To put it bluntly, her career consisted of comebacks. Turner has fallen many times, but always got back up. Her first husband Ike Turner, at whose side she rose to soul stardom, was violent. She spoke of brainwashing and torture. In 1976, she literally ran away from him from a hotel.

She gives up her royalties for freedom. She dabbles in small clubs until, with the help of a new manager, she gets a record deal with a big label. With the album “Private Dancer” she triumphantly returned to the charts in 1984. Her dream of filling stadiums like the Rolling Stones has come true.

Tina Turner later released many best-of records and announced her departure from the stage for the first time in 1992. And then go on tour again. Their shows are big nostalgic stagings, buoyed more by their ’80s synth-pop hits than the “Nutbush City Limits” enthusiasm of their ’60s soul. Irony is also involved.
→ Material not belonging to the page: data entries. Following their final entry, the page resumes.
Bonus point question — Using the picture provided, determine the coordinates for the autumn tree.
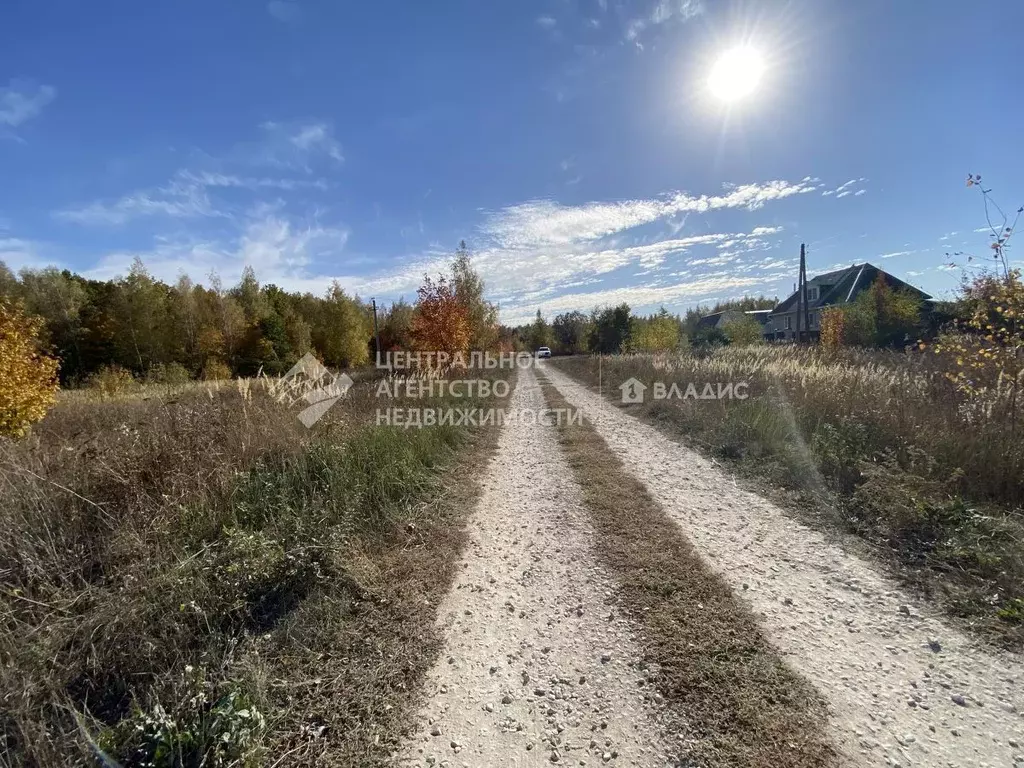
[452,241,498,349]
[380,299,415,352]
[551,309,592,354]
[410,275,472,355]
[313,281,373,367]
[0,298,59,437]
[630,307,681,353]
[590,303,633,354]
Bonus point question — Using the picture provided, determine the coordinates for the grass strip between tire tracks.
[540,375,841,768]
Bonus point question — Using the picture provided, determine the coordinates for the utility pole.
[797,243,811,343]
[370,298,381,368]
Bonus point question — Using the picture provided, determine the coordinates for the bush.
[203,359,231,381]
[87,366,138,395]
[0,299,59,437]
[145,362,191,385]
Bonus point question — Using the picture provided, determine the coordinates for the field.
[555,346,1024,648]
[0,372,507,766]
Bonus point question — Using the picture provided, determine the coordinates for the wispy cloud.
[289,123,344,162]
[481,181,817,248]
[53,180,218,225]
[53,123,342,226]
[821,177,867,199]
[0,80,57,128]
[626,0,703,43]
[260,121,345,165]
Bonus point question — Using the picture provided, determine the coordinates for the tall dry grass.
[0,374,509,766]
[556,352,1024,644]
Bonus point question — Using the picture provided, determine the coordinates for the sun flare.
[708,46,765,101]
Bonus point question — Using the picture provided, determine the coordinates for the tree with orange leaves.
[410,276,470,355]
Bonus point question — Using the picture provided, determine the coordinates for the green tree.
[452,241,498,349]
[313,281,373,367]
[590,303,633,354]
[526,309,554,350]
[630,307,681,352]
[722,314,764,346]
[551,309,593,354]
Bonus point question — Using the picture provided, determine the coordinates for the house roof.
[772,262,932,313]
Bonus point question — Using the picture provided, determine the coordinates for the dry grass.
[557,346,1024,648]
[544,372,839,768]
[0,370,507,766]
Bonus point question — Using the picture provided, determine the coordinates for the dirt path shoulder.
[546,366,1024,766]
[399,371,672,766]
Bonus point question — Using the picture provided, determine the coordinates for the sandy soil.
[399,371,681,766]
[544,366,1024,767]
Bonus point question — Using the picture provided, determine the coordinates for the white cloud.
[289,123,344,162]
[821,176,867,198]
[0,80,57,128]
[503,272,785,325]
[481,181,816,248]
[53,123,342,226]
[751,226,782,238]
[53,174,223,225]
[626,0,703,41]
[86,214,349,293]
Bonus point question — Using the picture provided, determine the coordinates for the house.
[694,309,772,331]
[765,263,932,341]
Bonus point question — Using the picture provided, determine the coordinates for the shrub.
[88,366,138,395]
[203,358,231,381]
[145,362,191,384]
[0,299,59,437]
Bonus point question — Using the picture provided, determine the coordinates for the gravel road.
[540,366,1024,768]
[399,370,681,767]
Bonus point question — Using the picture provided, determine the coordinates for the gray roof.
[772,262,932,313]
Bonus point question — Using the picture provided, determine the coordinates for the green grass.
[0,370,507,766]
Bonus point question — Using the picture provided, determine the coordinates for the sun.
[708,46,765,101]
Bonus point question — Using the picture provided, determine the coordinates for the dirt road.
[404,366,1024,768]
[402,371,679,767]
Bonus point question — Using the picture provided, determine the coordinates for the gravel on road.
[397,370,681,767]
[545,365,1024,768]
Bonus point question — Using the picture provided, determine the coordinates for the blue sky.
[0,0,1024,323]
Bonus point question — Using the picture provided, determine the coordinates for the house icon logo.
[618,379,647,402]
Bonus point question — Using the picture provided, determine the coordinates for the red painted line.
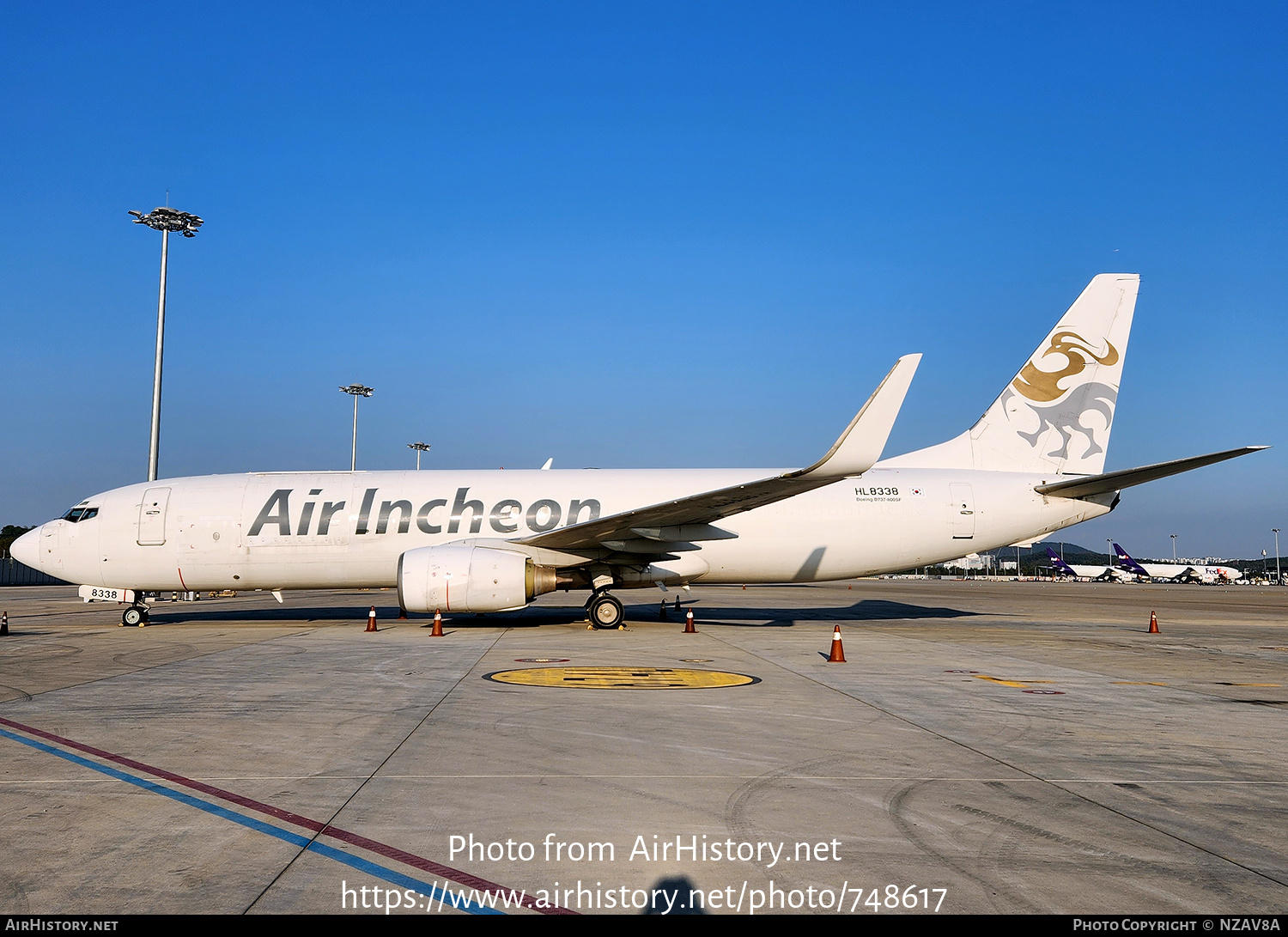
[0,716,577,914]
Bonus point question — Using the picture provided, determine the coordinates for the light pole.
[131,208,203,482]
[407,442,429,472]
[340,384,374,472]
[1270,527,1285,585]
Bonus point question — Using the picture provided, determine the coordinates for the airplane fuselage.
[25,465,1110,590]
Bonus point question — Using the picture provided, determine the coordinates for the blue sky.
[0,3,1288,556]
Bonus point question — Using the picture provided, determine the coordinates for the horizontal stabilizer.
[1035,446,1270,497]
[795,355,921,478]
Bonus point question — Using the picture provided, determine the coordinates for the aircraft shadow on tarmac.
[141,599,976,628]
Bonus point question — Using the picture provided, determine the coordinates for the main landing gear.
[586,592,626,630]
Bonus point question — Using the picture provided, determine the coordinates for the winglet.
[791,355,921,478]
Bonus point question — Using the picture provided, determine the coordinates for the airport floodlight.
[131,208,204,237]
[1270,527,1285,585]
[129,206,204,482]
[407,442,429,472]
[340,384,374,472]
At a concert in the multi-purpose hall at Berlin’s Ostbahnhof in 2009, she sang her song “Steamy Windows”, which is about sex in the car, from a steep steel frame. When she joins her dancers, it looks like she’s giving lessons.

She turns “What’s Love Got to Do With It” into a feminist anthem by allowing thousands of female viewers to accompany her in the chorus. “I need some female support,” she had called out. She doesn’t like the singing skills of the men in the hall. And when she performs “We Don’t Need Another Hero” from the “Mad Max 3” soundtrack, she reappears in a blonde wig, headband and mail with extra-wide shoulder pads as in the film. The future as imagined in 1985. Wow!

By the way, there were many Eastern Europeans among the visitors, but hardly any blacks. Tina Turner’s later successes didn’t have much to do with funk and soul.